New Zealand: Overseas tourists in New Zealand, hiring vehicles increasingly expect to find a satellite navigation system, not a map, in the vehicle. And that’s not good news for the Geraldine community which has found itself the victim of the new technology with many tourists opting to take the shortest route supplied by their GPS system, bypassing Geraldine.
Checks with satellite navigation units showed if the user asked for the most direct route from Christchurch to Queenstown, it took them down the country roads rather than going into Geraldine.
Kea Campers might not be the largest motor hire company in New Zealand, but being at the premium end of the market their clientele are increasingly expecting vehicles to come complete with GPS systems. “It is becoming more the norm. The units are getting cheaper and they expect them rather than being handed a map,” said Grant Brady, chief executive officer of the company.

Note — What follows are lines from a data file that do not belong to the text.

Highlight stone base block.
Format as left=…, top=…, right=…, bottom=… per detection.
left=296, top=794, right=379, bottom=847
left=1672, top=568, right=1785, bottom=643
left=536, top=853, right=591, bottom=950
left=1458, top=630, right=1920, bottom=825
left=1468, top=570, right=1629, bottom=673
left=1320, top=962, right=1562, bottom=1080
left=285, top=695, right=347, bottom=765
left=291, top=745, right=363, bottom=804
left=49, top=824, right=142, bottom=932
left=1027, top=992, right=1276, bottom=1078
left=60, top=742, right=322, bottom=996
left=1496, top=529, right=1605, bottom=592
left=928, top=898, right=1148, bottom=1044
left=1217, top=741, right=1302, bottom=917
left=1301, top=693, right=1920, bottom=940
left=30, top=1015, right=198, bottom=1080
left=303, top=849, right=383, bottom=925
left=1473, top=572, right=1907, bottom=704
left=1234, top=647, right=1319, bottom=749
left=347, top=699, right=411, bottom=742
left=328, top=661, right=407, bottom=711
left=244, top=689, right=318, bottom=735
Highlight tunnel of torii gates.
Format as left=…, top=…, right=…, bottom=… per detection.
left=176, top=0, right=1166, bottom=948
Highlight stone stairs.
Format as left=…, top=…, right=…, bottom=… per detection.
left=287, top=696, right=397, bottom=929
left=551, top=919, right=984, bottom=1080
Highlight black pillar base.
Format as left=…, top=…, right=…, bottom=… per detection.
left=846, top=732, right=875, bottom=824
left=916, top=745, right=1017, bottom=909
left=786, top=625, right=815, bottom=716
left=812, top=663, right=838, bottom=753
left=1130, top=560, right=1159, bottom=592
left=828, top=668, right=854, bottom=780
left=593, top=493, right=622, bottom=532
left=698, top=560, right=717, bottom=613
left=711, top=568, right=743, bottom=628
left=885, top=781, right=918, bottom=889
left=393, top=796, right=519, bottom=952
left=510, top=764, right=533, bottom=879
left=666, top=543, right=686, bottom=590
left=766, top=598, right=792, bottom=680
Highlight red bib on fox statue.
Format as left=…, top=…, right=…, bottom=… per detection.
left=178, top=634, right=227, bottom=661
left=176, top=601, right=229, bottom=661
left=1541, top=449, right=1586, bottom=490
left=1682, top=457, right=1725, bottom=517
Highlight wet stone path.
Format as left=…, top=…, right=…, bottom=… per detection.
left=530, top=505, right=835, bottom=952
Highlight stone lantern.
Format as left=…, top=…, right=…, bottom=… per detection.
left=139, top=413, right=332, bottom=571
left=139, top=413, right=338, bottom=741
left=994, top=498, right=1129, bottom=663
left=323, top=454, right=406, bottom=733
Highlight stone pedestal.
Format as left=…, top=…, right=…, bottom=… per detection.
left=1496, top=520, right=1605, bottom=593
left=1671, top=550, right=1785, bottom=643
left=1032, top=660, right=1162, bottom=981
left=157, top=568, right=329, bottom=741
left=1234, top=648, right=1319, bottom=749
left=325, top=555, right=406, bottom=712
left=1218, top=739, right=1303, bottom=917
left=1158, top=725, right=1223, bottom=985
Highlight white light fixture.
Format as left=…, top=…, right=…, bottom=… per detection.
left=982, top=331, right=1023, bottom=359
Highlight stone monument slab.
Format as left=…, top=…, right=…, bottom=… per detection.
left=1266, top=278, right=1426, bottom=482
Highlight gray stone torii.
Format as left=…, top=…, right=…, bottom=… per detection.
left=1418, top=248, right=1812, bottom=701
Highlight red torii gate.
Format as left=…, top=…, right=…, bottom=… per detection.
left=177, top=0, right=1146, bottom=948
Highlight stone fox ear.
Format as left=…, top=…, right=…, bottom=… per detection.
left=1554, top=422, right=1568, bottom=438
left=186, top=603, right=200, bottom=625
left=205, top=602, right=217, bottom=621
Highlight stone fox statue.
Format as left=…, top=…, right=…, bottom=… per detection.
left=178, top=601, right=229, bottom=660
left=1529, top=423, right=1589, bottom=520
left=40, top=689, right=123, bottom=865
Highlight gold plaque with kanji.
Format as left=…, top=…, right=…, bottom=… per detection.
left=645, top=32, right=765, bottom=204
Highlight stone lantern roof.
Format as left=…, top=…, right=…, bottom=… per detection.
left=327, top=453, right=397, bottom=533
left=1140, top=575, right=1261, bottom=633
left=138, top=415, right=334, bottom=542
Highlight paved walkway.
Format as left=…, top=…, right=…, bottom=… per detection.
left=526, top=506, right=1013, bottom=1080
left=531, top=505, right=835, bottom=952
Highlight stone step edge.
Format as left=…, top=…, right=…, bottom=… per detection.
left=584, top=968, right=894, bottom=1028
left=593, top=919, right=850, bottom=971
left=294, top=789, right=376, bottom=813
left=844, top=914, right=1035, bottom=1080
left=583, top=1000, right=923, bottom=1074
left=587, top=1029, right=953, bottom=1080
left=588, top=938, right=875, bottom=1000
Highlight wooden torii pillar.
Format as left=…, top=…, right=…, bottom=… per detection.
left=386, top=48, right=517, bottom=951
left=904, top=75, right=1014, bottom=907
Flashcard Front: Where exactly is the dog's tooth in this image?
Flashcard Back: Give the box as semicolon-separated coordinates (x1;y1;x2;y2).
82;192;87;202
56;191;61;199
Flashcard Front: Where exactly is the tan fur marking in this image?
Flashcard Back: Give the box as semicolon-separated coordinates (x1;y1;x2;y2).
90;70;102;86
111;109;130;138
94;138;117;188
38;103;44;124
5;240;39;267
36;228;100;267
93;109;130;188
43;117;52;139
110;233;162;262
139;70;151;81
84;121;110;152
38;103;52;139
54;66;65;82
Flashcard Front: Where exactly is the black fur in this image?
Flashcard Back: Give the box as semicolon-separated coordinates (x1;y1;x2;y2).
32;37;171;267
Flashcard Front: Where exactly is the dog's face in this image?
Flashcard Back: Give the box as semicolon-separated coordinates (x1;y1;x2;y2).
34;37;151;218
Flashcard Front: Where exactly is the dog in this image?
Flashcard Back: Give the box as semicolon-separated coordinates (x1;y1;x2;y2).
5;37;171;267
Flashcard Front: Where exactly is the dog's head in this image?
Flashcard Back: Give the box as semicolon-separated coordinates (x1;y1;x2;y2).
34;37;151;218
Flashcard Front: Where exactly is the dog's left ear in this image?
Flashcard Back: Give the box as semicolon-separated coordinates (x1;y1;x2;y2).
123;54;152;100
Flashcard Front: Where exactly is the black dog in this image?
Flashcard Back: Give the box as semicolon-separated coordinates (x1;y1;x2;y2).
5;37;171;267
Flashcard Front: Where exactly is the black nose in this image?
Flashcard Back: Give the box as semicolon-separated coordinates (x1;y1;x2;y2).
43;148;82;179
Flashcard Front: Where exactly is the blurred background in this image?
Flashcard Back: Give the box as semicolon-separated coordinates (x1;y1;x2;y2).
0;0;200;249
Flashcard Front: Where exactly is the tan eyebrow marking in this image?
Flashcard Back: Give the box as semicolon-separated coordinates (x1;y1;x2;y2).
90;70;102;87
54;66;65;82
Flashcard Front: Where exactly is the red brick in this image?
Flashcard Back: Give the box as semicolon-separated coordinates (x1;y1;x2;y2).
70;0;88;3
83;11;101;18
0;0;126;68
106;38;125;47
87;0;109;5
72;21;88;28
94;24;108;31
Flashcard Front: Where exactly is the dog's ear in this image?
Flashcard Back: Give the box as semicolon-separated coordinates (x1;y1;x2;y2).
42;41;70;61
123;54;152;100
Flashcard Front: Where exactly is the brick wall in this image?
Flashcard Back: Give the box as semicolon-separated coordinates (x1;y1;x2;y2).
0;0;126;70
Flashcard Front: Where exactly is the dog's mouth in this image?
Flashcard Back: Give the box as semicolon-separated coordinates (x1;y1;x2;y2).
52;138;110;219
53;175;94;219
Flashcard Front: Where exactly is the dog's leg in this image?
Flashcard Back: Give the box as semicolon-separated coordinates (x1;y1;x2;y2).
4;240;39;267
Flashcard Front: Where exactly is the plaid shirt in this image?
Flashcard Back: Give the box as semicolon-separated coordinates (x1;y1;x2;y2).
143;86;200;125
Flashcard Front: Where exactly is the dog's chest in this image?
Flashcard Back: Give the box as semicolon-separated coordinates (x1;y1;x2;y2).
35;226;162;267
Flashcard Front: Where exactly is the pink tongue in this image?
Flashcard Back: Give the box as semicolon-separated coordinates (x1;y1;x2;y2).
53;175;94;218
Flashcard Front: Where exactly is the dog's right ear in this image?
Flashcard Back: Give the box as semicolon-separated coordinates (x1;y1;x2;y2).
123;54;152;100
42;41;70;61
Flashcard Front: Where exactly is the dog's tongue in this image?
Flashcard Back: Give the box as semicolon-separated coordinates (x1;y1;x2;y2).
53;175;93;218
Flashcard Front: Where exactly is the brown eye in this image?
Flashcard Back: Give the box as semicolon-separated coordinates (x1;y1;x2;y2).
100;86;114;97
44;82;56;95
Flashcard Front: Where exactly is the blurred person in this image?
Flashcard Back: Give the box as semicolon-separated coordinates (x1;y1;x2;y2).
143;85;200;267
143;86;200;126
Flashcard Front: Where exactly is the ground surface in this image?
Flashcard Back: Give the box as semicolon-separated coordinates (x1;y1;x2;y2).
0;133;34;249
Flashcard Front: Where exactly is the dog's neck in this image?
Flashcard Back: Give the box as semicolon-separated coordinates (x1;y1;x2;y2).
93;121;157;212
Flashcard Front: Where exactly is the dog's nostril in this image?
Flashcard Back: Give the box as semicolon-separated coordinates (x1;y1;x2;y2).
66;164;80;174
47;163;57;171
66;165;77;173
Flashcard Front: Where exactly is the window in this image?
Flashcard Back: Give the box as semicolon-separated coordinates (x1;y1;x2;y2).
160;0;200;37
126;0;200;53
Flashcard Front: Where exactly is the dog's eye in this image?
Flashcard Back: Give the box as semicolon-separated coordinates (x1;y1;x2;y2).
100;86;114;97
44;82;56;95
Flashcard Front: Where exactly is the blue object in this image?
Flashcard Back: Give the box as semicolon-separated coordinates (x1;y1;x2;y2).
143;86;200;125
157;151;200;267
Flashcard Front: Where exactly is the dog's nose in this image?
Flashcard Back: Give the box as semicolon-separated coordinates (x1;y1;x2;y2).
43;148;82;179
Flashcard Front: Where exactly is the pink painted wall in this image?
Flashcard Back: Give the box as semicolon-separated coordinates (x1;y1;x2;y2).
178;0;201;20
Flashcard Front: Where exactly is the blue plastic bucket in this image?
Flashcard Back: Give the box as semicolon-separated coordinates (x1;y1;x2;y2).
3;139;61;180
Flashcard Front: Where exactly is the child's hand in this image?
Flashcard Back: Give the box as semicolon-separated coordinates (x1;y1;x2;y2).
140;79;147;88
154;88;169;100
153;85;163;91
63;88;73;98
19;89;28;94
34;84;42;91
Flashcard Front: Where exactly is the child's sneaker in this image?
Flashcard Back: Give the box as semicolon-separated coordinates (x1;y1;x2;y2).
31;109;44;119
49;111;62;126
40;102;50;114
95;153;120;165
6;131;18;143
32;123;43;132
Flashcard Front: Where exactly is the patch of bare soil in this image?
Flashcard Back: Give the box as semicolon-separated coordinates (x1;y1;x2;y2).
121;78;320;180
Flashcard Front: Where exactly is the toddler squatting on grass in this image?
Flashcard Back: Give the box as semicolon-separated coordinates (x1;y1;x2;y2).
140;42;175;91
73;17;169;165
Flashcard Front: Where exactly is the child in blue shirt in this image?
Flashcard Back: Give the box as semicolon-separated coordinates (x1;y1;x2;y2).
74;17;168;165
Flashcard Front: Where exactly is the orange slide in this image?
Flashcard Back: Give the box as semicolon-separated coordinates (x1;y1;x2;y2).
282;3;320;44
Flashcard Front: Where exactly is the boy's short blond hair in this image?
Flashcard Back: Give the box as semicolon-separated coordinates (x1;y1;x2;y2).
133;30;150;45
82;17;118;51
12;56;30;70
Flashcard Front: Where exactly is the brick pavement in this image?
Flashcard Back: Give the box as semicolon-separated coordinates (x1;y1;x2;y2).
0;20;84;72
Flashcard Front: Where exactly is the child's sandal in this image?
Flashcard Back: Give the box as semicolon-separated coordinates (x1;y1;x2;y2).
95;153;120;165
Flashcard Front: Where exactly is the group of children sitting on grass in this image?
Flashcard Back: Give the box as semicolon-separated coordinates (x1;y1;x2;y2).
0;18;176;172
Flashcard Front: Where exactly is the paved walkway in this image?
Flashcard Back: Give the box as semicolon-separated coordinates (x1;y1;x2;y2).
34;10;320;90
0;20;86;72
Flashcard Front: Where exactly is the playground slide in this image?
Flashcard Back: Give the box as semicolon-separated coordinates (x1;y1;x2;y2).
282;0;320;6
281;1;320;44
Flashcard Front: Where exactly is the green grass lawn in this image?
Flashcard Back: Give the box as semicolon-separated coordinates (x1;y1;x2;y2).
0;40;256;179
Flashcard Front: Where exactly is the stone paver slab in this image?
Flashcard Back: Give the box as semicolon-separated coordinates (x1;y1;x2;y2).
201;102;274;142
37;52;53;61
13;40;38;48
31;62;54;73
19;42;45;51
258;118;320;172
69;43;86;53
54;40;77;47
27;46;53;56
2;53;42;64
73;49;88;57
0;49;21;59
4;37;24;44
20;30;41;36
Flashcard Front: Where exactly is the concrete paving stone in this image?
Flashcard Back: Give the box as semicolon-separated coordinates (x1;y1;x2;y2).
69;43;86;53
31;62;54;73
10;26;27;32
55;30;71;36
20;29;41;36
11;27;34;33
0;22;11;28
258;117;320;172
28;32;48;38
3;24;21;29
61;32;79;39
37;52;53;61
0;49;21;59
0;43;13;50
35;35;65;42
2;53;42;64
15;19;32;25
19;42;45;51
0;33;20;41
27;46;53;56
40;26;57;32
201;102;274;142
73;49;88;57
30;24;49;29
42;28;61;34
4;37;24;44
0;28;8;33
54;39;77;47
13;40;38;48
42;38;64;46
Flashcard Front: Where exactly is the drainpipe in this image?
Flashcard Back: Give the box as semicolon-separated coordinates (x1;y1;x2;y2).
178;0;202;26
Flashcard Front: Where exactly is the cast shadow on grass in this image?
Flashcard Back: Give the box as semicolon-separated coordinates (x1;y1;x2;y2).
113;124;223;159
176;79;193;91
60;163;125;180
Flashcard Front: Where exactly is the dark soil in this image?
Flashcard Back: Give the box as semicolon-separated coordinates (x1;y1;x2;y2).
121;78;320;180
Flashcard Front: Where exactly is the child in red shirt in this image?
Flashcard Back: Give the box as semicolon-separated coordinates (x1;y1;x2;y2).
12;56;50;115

However, the company attempted to dissuade hirers from venturing on to gravel roads. Brady said the hirers were free independent travellers and as such, often ventured off the main highways. His advice to the Geraldine community was to approach the companies supplying the mapping systems to the GPS manufacturers, asking they remove the Orari to State Highway 79 shortcut.
Over the summer season 80 per cent of Kea customers hired vehicles that either included GPS systems or they opted to hire the units for their stay. The Geraldine situation came to light earlier this year when residents started wondering why large numbers of campervans were travelling between Orari and State Headway 79, the Geraldine-Fairlie highway, via Coach and Tiplady roads.